# Chrome Mirror Covers for an S or SE??



## Lief (Apr 17, 2001)

Anyone have a source?


----------



## VWroutanvanman (Feb 12, 2011)

*Matt black ok?*

The mirror caps come off pretty easily, and there are chrome paints that are decent, and also chrome vinyl is available. I went in the other direction and covered my white (body color) ones with car wrap vinyl in matt black and carbon fiber to match the black of the window trim and the Jetta type nose on my '10 SE:


----------



## Steveaut (Sep 16, 2010)

I would like to chrome my mirrors as well. I don't know if a cap would look weird, I have seen some really bad looking ones on other vehicles. If the caps come off, can plastic be chromed at a shop inexpensively? I really like the Premium look. Better yet would be to buy the Premium mirrors, but it appears they may not be plug and play and are expensive.


----------



## 58kafer (Jun 27, 2007)

*Bling Bling!*

For those who like to Bling! Check to make sure they're the same as the DGC and T&C, pretty sure they are.

Chrome Mirror Covers
http://www.ebay.com/itm/08-2010-Tow...Parts_Accessories&vxp=mtr&hash=item4cfb0502ee

Chrome covers AND door handle covers
http://www.ebay.com/itm/Chrome-Door...Parts_Accessories&vxp=mtr&hash=item3cbd2a706c

Main Search 
http://www.ebay.com/dsc/i.html?_nkw...=0&_trksid=p3286.c0.m270.l1313&LH_TitleDesc=1


----------



## Lief (Apr 17, 2001)

Thx for the replies! How do you take off the stock painted caps?


----------



## 58kafer (Jun 27, 2007)

Lief said:


> Thx for the replies! How do you take off the stock painted caps?

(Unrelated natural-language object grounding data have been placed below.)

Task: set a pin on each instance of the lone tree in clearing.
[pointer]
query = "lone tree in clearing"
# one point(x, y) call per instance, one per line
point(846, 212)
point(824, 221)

There are 2 ways to get the covers off:

1. Pull the van into your garage, whistle for your wife, then have her back out and clip the mirror on the side of the garage door track and VIOLA it's off. Pressing radio buttons, kids yelling and cell phones not on Bluetooth help aid in distraction to simplify the process.Trust me this does work, but not the safest way to go about it. Repeat for the other side just move over 5 inches for a 7' wide garage door.:laugh:

2. The correct way, there are a few little tabs that hold it on. Carefully you can remove the mirror and then get to all the clips, you may also be able to see them if you angle the mirror all the way in. It's easiest to pop the outer ones first. Here's a link from before on a similar situation.:thumbup:

http://forums.vwvortex.com/showthre...ke-apart-side-mirrors...&highlight=mirror+cap

Enjoy!


----------



## Volvos Rock (Oct 13, 2011)

VWR, awsome treatment on the front end, I was at the vinyl shop yestarday for pricing for the same


----------



## VWroutanvanman (Feb 12, 2011)

*Smaller Profile*

Thanks for the thumbs up. One interesting note about the "Jetta Nose" is that it makes the van look much smaller, and of course it stands out more, too. I used Scotchprint vehicle graphics material in matt black. When cutting the piece, leave a border of 3 to 4 inches, as this extra material will give you something to grab onto to stretch the material. A heat gun will also help to stretch it, especially at the middle bottom of the piece. That is where the nose bends the most. Also use the adhesion promoter 3M 94 at the edges where the material has been stretched or bent around a corner. A heat gun from Harbor Freight is only $20. Good luck with your project, and don't forget the pictures.

Here are a few more shots: http://forums.vwvortex.com/showthread.php?5388564-Mod-8-Jetta-nose&highlight=jetta+nose

Or have the vinyl shop install the nose. Did you get a price on that? Just curious what it costs to install.


----------



## Volvos Rock (Oct 13, 2011)

VWR, they wanted $180 to furnish and install, I have a few more shops to check with. I will probably let them do it, but thanks for the tips anyhow. Looking to wait until spring at this point.


----------